For Mavis (who claimed asylum and is now a British citizen):

“I was moved to Manchester. (They don’t like you to be at one place for long, they don’t want you to make friends). I had to report to the reporting centre in Salford regularly, in case I just disappeared. I had to go to Dallas Court – that lovely place where when it is raining you can stand there just getting soaked before they let you in. Dallas Court has always been like a punishment.”

Hiwa came to the UK on his own as a child seeking asylum. His age was disbelieved and he was put in an immigration detention centre with adults. He now has refugee status and has been awarded compensation for his unlawful detention:

“When I came here, I had no documents on me, as I left them inside the lorry. Here they did not sort me out for about two years. As soon as I made a friend in one place, I was transferred. It was very unpleasant for me. When I left my country, I was scared. Here, they arrested me, and they used to say “we will send you back” and things like that, and that is why this time was very scary.”

Grace also came to the UK as a teenager and years later was given temporary leave to remain. She now has the worry of saving to renew her immigration status every 30 months or risk losing it:

“When I was 14 I was brought to the UK by a relative and left with a large Ghanaian family I had never met. I ended up cleaning, cooking and looking after their children. I had no idea then I was a subject of trafficking. After being passed to two other families I worked out something wasn’t right. By my early 20s I was a single mum (my daughter’s father had been deported) with no immigration status. I felt like an outsider who didn’t belong.”

And for Shelley and her four children (all under 18) lockdown has meant sharing one bedroom in the house of a family member. She has no income and is totally reliant on food banks and family support because she has no recourse to public funds.

One of the (many) pernicious aspects of the Hostile Environment is that it is so fragmented. It can be hard to join the dots: age assessments, no access to services, detention, bans on employment, deportation orders, immigration fees… We’ve spoken in an earlier blog about the need to connect campaigns about immigration injustices, to coalesce around core messages that emphasise the inhumanity of immigration control and the need for a more expansive version of who we fight for.
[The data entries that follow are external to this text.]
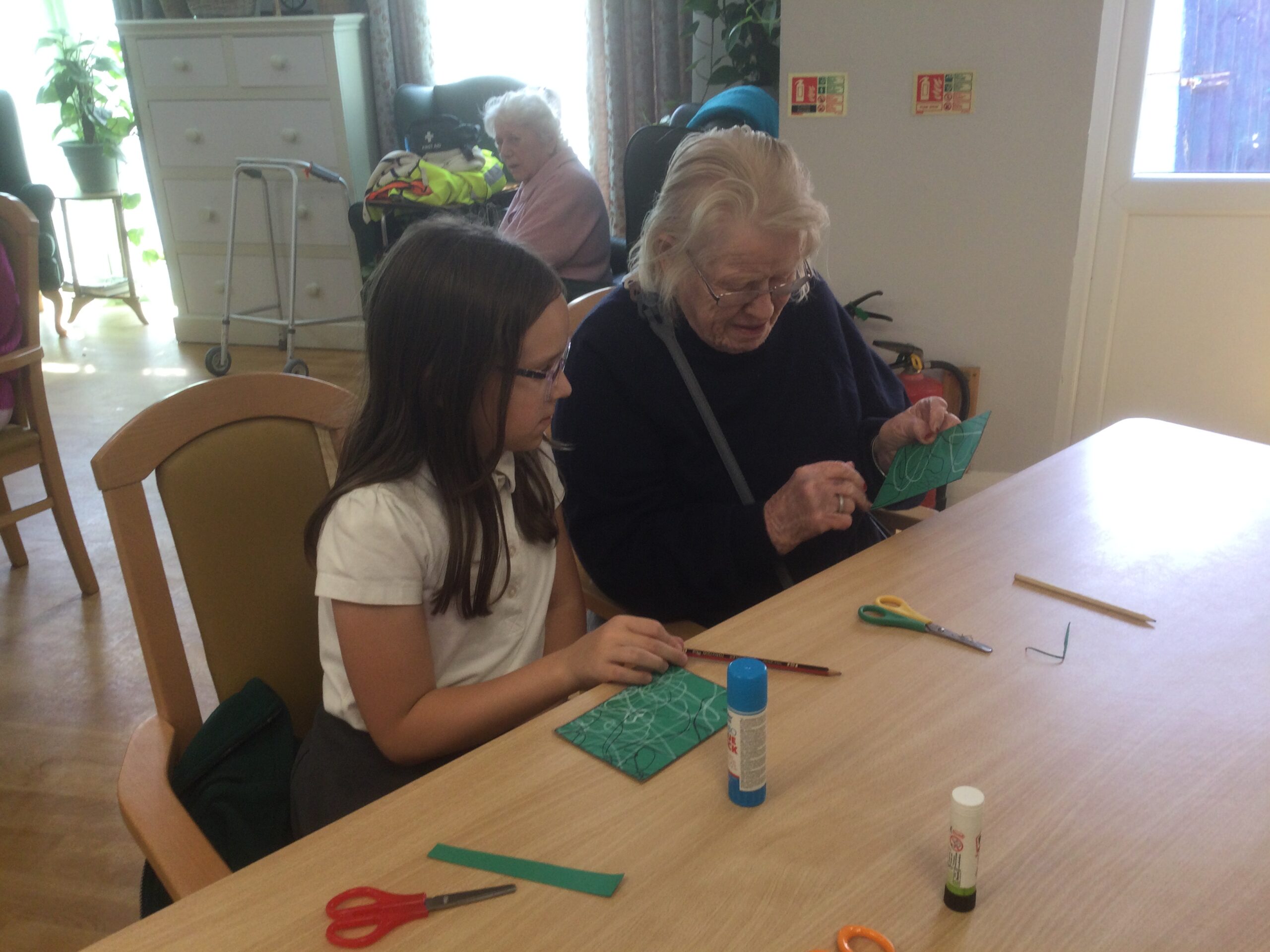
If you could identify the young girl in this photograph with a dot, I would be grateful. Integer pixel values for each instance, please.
(450, 608)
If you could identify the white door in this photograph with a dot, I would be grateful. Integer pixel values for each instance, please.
(1170, 311)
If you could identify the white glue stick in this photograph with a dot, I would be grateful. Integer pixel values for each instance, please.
(965, 824)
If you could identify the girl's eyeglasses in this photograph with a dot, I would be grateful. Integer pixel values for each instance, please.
(548, 376)
(736, 300)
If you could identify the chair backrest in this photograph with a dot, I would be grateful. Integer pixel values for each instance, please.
(464, 101)
(581, 306)
(241, 464)
(19, 233)
(13, 158)
(648, 157)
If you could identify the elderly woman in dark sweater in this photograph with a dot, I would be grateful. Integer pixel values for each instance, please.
(812, 416)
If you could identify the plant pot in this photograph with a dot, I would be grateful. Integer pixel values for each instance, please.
(94, 169)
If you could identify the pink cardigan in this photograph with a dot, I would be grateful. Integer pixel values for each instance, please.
(562, 216)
We believe this is vital for our campaigning but also for our services, so that people affected by Hostile Environment policies are better able to recognise when they need immigration advice. We support many people who have spent a long time trying to unpick why they cannot access services, housing, employment etc. before understanding their immigration situation and their options.

For our part, at GMIAU we’re committed to keep standing alongside people through their individual struggles by providing free, independent legal advice and representation. We will also keep supporting people to speak out about experiences in ways that are safe and appropriate – the recent launch of the young people’s guide to age assessments being one example. And we’ll use our voice to campaign and advocate with decision-makers – in Greater Manchester and nationally – with experience and evidence as well as solutions.
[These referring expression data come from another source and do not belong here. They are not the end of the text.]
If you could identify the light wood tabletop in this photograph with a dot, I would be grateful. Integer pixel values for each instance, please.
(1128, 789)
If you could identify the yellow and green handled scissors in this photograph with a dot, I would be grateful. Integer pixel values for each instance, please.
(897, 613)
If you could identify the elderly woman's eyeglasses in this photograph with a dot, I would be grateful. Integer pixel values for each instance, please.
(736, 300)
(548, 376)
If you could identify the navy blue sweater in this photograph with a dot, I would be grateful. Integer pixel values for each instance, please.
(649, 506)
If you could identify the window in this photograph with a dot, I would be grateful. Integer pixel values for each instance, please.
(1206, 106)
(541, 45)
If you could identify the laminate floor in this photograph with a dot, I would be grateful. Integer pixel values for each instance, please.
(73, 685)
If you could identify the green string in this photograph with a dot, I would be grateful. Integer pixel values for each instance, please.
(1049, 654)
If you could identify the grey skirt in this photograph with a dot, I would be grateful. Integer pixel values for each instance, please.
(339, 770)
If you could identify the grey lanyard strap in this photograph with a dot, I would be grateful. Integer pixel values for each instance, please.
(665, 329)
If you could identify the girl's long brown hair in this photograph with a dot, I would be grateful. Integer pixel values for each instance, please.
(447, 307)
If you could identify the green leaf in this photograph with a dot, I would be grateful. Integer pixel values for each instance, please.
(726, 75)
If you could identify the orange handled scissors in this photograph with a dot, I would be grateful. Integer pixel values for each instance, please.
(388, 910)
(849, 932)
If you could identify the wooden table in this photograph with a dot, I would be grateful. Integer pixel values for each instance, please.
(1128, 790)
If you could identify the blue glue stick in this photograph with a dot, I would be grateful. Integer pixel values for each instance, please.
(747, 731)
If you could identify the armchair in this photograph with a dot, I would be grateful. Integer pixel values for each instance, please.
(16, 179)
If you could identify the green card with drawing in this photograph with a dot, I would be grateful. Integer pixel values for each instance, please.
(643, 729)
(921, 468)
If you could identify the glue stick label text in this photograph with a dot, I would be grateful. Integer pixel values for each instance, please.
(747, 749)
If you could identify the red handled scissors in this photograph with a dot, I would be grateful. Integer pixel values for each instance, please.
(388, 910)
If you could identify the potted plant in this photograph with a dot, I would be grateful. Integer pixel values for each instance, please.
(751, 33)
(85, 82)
Fundamentally this is a fight for the kind of society we live in, for how we live in community with each other, and for how we shape the place we call home. COVID-19, #BlackLivesMatter, Brexit: 2020 has been a year like no other. But, in the words of one mum and doctor we support (who is banned from working because she is claiming asylum),  “Life [in 2020] needs to be a life that looks after everyone and lets us all participate according to our gifts and talents. If the government lets me, I am willing and able to make a valuable contribution.”